Proper nutrition must be a key consideration in caring for people with dementia, whether they are living at home, or in a residential care facility.

Quality nutrition is a significant challenge for people with dementia, and weight loss is very common. Dementia can affect their ability to feed themselves, to recognize their hunger levels and to understand the importance of adequate food and fluid intake.

Malnutrition has a significant impact on the general health of a person with dementia and can worsen aspects of their condition such as confusion.

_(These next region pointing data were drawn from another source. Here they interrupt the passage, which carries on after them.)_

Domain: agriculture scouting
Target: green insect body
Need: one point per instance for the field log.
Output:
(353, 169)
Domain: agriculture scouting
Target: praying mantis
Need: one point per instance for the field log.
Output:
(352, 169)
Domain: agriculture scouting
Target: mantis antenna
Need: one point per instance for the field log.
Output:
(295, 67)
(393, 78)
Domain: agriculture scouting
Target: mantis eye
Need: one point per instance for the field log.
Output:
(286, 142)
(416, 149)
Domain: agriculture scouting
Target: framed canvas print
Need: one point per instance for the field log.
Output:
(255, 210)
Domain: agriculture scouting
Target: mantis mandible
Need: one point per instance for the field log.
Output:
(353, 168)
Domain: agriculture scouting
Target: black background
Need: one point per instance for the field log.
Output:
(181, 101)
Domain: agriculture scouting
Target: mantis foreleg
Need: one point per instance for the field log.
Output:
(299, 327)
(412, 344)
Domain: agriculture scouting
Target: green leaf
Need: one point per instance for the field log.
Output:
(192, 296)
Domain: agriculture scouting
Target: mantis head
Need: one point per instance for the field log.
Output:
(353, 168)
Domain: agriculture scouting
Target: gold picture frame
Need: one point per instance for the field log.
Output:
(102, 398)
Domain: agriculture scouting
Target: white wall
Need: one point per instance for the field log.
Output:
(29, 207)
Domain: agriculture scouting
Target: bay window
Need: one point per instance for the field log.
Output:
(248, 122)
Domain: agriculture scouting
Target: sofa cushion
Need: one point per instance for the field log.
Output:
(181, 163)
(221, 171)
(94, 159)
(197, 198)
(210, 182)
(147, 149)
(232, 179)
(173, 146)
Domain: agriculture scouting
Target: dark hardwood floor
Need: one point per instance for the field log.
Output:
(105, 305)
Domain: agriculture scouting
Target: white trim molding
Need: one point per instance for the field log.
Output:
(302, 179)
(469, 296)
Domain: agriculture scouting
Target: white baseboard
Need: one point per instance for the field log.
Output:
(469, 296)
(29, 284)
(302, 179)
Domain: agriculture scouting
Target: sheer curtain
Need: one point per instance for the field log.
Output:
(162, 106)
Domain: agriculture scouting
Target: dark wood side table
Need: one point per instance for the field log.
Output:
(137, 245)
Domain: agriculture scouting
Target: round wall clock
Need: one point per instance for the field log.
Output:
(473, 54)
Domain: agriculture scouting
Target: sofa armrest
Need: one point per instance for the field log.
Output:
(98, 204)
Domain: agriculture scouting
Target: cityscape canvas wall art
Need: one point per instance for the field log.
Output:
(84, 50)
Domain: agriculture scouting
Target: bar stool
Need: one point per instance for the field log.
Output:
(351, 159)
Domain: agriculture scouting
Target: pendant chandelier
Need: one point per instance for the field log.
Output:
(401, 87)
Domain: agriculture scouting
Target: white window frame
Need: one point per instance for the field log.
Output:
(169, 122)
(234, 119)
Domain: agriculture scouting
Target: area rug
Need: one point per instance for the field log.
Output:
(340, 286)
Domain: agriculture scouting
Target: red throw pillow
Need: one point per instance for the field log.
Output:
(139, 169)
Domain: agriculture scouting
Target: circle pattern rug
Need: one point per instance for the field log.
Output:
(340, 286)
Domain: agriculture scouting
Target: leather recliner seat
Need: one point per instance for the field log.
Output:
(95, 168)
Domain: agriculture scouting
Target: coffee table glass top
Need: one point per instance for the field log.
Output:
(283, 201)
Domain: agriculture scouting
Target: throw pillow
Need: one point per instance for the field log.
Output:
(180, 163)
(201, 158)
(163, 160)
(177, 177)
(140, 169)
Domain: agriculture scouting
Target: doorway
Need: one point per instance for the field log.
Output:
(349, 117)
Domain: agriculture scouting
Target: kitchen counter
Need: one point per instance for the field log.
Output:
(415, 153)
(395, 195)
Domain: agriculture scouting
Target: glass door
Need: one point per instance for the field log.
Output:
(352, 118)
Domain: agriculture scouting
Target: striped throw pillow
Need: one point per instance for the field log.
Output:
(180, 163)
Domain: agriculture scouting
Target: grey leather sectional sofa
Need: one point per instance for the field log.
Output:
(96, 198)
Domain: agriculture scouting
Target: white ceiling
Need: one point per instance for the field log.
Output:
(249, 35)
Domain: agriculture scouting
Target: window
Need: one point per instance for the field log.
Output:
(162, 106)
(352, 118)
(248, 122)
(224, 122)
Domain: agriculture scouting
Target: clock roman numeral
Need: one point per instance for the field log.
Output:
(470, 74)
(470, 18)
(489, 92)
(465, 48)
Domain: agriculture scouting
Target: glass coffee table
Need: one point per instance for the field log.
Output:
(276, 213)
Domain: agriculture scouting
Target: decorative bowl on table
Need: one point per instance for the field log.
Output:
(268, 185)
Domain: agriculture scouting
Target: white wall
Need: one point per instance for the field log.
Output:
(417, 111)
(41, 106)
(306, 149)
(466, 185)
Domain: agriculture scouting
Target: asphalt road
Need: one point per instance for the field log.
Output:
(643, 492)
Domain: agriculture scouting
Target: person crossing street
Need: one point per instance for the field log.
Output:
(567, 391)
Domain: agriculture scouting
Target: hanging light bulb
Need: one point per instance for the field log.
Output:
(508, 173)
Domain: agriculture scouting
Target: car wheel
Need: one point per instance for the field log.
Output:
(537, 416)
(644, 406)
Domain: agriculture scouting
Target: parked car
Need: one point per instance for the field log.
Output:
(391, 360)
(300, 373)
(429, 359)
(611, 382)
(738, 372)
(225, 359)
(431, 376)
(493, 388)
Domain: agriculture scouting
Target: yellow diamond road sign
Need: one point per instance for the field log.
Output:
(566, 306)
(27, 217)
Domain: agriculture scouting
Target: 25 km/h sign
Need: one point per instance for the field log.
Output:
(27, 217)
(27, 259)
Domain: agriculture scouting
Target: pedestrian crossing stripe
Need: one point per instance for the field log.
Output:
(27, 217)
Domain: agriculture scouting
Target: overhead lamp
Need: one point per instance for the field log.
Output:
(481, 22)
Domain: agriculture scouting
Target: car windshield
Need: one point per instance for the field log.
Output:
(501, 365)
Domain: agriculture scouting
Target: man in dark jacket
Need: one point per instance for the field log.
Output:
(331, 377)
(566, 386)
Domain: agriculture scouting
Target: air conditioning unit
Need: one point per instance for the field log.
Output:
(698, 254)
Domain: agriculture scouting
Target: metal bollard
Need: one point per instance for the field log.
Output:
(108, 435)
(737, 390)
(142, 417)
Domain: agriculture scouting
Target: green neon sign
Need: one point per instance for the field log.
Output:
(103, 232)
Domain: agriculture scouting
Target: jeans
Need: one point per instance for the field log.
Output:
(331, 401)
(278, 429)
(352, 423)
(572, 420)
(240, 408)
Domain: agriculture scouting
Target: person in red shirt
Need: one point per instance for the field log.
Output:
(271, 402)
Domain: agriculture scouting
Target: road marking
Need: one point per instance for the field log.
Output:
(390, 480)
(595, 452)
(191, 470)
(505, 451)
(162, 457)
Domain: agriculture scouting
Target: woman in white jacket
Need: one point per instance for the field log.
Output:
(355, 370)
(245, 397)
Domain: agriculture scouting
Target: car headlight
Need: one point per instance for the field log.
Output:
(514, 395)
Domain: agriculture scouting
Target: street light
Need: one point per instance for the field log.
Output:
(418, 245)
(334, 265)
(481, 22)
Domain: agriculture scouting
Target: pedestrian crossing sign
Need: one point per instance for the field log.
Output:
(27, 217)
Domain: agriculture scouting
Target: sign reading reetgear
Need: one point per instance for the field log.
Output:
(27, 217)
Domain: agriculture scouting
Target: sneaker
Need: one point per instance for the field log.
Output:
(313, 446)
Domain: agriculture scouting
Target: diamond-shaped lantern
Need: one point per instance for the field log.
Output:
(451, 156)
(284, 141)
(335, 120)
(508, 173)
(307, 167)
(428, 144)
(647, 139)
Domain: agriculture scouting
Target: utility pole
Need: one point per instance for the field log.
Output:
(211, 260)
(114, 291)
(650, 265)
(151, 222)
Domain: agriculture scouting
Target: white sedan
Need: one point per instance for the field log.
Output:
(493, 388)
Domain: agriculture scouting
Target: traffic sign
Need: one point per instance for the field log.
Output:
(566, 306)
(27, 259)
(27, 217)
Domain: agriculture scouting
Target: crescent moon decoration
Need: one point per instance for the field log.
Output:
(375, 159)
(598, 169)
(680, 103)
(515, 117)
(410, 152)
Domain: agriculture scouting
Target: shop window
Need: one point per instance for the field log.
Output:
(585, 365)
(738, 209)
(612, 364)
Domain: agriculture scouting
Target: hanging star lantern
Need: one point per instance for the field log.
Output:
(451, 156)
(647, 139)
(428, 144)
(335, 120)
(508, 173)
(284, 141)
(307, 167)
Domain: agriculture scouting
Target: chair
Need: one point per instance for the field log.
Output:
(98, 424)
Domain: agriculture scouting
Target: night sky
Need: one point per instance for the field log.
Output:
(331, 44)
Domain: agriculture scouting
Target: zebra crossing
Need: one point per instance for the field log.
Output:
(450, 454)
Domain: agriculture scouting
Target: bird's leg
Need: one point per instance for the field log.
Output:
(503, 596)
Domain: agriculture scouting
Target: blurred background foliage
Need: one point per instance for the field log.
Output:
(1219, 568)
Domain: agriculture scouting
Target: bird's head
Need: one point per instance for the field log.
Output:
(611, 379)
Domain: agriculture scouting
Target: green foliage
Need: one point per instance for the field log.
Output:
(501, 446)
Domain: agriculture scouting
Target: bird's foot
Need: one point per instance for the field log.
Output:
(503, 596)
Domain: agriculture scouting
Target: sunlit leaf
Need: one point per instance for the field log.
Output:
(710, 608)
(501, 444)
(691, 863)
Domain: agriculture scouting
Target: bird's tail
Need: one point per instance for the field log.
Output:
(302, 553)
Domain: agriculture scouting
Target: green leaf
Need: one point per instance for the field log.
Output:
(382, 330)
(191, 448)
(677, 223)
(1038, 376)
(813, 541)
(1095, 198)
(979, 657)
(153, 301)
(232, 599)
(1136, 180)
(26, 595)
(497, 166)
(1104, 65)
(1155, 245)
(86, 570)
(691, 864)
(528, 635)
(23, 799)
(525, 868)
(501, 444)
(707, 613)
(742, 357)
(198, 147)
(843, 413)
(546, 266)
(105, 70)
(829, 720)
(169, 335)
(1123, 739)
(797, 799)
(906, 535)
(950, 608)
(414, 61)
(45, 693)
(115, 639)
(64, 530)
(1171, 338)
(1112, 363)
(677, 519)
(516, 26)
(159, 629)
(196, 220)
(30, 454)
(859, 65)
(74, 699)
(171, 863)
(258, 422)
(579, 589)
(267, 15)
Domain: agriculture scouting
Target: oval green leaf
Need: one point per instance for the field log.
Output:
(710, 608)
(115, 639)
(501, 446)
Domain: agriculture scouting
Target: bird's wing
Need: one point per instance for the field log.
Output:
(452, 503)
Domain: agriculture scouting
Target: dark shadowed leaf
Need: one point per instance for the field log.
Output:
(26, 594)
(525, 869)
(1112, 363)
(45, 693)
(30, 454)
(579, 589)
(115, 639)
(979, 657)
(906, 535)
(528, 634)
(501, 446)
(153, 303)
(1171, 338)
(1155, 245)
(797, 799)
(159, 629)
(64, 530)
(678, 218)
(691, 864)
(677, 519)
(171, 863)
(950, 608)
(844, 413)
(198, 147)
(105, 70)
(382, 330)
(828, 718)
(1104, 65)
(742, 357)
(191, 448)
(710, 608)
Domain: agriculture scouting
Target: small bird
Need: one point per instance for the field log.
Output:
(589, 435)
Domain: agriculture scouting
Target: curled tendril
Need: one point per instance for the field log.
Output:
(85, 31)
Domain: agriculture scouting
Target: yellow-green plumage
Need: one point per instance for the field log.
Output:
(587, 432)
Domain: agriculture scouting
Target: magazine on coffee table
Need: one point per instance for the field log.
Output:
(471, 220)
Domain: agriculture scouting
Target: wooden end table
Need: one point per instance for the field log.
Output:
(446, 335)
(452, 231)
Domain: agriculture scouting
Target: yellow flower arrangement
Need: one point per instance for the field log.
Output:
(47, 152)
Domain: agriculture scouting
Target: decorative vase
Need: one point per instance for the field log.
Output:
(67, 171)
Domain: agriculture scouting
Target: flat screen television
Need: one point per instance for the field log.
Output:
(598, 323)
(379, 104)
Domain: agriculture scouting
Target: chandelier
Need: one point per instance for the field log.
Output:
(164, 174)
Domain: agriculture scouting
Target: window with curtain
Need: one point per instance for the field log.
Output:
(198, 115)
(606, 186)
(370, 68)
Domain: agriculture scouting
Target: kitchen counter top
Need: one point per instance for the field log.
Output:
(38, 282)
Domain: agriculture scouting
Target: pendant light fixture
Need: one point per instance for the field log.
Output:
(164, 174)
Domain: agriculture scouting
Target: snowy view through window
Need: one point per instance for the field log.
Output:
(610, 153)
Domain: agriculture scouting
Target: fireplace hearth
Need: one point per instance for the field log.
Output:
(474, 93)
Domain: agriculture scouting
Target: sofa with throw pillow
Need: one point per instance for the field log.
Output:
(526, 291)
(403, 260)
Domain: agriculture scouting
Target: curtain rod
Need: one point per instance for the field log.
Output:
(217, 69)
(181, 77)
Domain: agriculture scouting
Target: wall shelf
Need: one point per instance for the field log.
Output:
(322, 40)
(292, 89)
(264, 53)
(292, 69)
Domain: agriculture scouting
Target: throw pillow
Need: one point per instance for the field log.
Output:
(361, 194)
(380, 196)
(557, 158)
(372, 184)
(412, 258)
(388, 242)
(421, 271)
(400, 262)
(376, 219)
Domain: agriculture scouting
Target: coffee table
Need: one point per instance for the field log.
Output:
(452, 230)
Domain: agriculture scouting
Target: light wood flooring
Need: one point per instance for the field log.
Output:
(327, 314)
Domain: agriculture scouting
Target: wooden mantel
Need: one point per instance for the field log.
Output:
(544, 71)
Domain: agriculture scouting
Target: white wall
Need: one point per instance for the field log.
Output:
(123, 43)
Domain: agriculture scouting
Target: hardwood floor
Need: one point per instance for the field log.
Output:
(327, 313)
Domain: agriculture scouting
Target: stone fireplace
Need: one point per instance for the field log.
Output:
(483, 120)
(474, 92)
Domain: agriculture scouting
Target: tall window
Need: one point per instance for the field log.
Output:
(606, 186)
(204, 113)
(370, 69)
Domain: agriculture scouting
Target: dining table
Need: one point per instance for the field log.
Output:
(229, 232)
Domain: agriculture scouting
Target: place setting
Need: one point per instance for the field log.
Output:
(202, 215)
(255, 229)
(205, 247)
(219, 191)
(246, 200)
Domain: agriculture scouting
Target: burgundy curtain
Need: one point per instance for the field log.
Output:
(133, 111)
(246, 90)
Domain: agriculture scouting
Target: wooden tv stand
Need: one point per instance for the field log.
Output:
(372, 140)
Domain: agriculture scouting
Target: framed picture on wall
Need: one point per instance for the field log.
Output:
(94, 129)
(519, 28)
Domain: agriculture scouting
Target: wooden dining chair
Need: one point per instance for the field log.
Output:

Just like anyone else, every person with dementia is likely to have different likes and dislikes, and this is particularly true when it comes to food. Every person will also have different needs, which could include anything from assistance with cooking and grocery shopping, to physical assistance with consuming their food.

The numbers of people with dementia set to triple by 2050, it is essential that the quality of care for people with dementia continues to improve.

The World Alzheimer Report 2013 revealed that by 2050 nearly half of all dependent older people likely to be living with dementia.